En ese momento, una pluma roja cae junto a mis pies. La cojo entre los dedos: esa pluma es sin la menor sombra de duda hermana de las de mis almohadas. Otra se posa en mi cabeza. Alzo la mirada y descubro una lluvia de plumón rojo que se derrama sobre el jardín, a cámara lenta. Los colores ocres del crepúsculo combinan con ella, cualquiera diría que el cielo estuviera sangrando. No hay posibilidad de error, ese dulce cataclismo procede del tejado del hospital. ¿Estarán destripando bandadas de pájaros allá arriba? ¿Qué ocurre en ese tejado? ¿Será la puerta de entrada al cielo? Esta noche, iré a explorarlo.

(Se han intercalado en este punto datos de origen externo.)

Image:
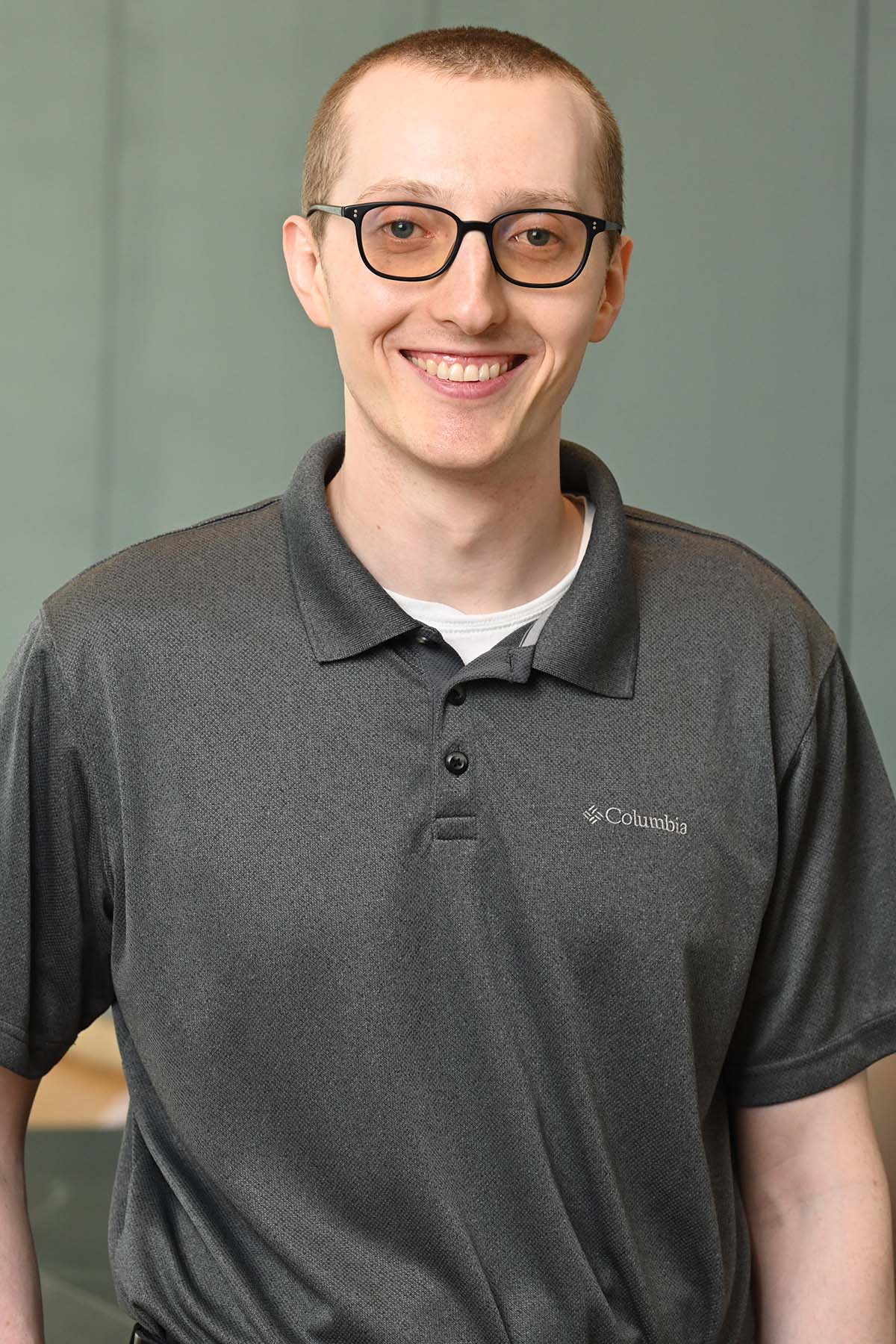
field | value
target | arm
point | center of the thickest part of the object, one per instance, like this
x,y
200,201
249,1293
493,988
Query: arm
x,y
20,1304
824,1270
817,1201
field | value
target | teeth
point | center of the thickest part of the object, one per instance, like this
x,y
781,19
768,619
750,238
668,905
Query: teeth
x,y
457,373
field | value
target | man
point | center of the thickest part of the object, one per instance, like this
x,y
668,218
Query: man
x,y
462,853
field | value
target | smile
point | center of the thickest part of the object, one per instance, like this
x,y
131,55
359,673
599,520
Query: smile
x,y
467,379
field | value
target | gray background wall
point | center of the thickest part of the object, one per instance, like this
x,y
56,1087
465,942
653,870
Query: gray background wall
x,y
156,367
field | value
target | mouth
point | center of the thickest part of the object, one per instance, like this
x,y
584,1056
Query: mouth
x,y
464,378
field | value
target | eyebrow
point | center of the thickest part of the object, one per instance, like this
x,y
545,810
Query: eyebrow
x,y
509,196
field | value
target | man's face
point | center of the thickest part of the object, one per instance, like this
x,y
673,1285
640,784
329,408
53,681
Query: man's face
x,y
476,140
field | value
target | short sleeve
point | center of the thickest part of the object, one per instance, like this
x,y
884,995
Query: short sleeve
x,y
821,996
55,907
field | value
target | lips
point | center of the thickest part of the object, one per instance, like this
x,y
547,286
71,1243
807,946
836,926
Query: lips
x,y
480,358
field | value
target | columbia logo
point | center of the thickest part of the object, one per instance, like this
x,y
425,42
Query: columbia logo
x,y
632,818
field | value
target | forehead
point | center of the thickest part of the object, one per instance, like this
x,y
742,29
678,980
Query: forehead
x,y
477,139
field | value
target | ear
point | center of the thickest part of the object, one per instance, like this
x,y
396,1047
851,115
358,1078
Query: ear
x,y
305,269
615,289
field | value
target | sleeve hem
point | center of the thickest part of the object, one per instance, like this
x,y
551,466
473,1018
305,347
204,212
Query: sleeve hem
x,y
30,1058
788,1080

La noche se infla detrás de las ventanas de mi habitación. El «clic» del catéter al desconectarse hace que me suba un escalofrío entre los omóplatos. «Clic», ese acelerador de la muerte me ofrece un soplo de libertad. Curiosamente, con la Dama de la Guadaña y su carrusel de sombras acercándose, se ve mejor la vida. Debería hacer caso a la dulce doctora y quedarme prudentemente en la cama, atado en corto a la perfusión. Algo en mí me dice que tiene razón. Pero soy muy consciente de que los granos de mi reloj de arena caen cada vez más deprisa. Lo siento en cada uno de mis gestos.

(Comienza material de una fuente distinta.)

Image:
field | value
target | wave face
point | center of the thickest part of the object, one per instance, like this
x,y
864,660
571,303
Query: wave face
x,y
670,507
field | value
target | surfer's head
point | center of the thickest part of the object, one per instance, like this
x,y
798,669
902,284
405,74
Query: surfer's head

Así pues, con mi pinta de fantasma mal planchado me dispongo a flotar hasta la escalera de incendios. El ruido del ascensor habría sido demasiado sospechoso, así que me preparo para una ascensión a la antigua usanza. Tengo que subir cuatro pisos para alcanzar la cumbre y sus misterios de color carmín. Un enrabietado viento mistral hace que las sombras de los pinos se estrellen contra las ventanas, como si quisiera disuadirme de seguir escalando. Cada paso produce un chirrido en los peldaños de madera de la escalera de caracol. La noche me aprieta el pijama con sus dedos helados. Me acerco a la última etapa, una escala metálica como las de los bordes de las piscinas. Habría preferido un trampolín para lanzarme directamente al cielo: un antiguo reflejo. Levanto la pesada trampilla, que cruje con un sonido lúgubre, y subo al tejado. No puedo creer lo que veo.

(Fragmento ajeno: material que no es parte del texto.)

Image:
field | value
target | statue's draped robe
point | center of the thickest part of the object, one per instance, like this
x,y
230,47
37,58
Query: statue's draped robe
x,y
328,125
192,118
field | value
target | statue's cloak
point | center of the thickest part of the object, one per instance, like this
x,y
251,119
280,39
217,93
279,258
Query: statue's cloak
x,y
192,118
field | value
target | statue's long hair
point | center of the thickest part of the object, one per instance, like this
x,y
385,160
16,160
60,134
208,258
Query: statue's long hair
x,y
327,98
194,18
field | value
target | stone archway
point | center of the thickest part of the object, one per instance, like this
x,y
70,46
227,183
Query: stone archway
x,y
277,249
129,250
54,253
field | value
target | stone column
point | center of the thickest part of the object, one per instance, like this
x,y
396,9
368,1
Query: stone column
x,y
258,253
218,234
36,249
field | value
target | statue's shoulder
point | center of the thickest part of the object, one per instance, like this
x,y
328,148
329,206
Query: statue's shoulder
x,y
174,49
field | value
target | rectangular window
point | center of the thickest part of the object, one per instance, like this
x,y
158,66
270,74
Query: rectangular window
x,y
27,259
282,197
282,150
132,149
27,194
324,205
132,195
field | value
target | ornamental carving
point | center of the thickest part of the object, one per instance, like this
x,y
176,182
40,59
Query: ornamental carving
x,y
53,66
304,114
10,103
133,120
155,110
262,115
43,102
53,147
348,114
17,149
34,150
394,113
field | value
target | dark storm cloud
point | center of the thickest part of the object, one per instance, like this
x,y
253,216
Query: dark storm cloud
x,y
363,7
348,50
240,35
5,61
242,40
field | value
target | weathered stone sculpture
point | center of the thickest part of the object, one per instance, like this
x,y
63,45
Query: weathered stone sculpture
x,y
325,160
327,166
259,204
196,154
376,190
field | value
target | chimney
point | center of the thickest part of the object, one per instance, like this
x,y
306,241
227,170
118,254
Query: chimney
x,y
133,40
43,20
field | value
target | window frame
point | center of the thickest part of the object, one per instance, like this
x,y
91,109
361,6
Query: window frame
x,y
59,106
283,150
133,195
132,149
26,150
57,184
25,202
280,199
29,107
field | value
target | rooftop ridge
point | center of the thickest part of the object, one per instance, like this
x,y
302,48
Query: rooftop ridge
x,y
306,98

¡Una pajarera gigante! Un auténtico palacio de plumas construido en el mismísimo firmamento. Desde el suelo hasta el cielo, todo está tapizado de un plumón color escarlata. En el centro domina una inmensa jaula con un número increíble de alcobas en las que anidan un montón de jilgueros, pardillos sizerín y otros pájaros rutilantes, que duermen con el pico entre las plumas. Todos los matices del rojo abrasan la oscuridad. Me acerco. Mis pies se hunden en la deliciosa alfombra. Cada paso es una caricia. Una ráfaga de aire vuelve del revés mis alas como si fueran un paraguas viejo. Casi pierdo el equilibrio, pero estoy demasiado fascinado para asustarme. Un haz de luz se escapa. Mi corazón no late, baila. Me acerco aún más. Dos extraños pájaros lanudos muy grandes están posados en el tejado de la pajarera; dos juguetes mecánicos entre pájaros de verdad. Cuando llego al umbral de la puerta, despliegan sus enormes alas con un sonido como el de un barrilete de reloj. Me quedo quieto unos segundos. Resulta divertido y espantoso a la vez. Los cuervos artificiales han despertado a los auténticos pájaros y estos también despliegan las alas, abren los ojos del tamaño de la cabeza de un alfiler y empiezan a orquestar los trinos brutalmente. Despegan y a toda velocidad forman una patrulla que se arremolina encima de mi cabeza. Los cantos dan paso a unos gritos estridentes. El estrépito de barrilete se acelera, los pájaros vivos me rozan. Uno de ellos me da un picotazo en la cabeza. ¡También aquí me van a poner inyecciones! Intento retroceder pero pierdo el equilibrio y me doy de narices con el vacío. Distingo las marcas blancas del aparcamiento. Las inyecciones de picotazos aumentan. Mi pie derecho resbala por el caballete del tejado y el izquierdo se apoya en el vacío. Aleteo los brazos como si tuviera alas de verdad, en vano. Voy a caerme.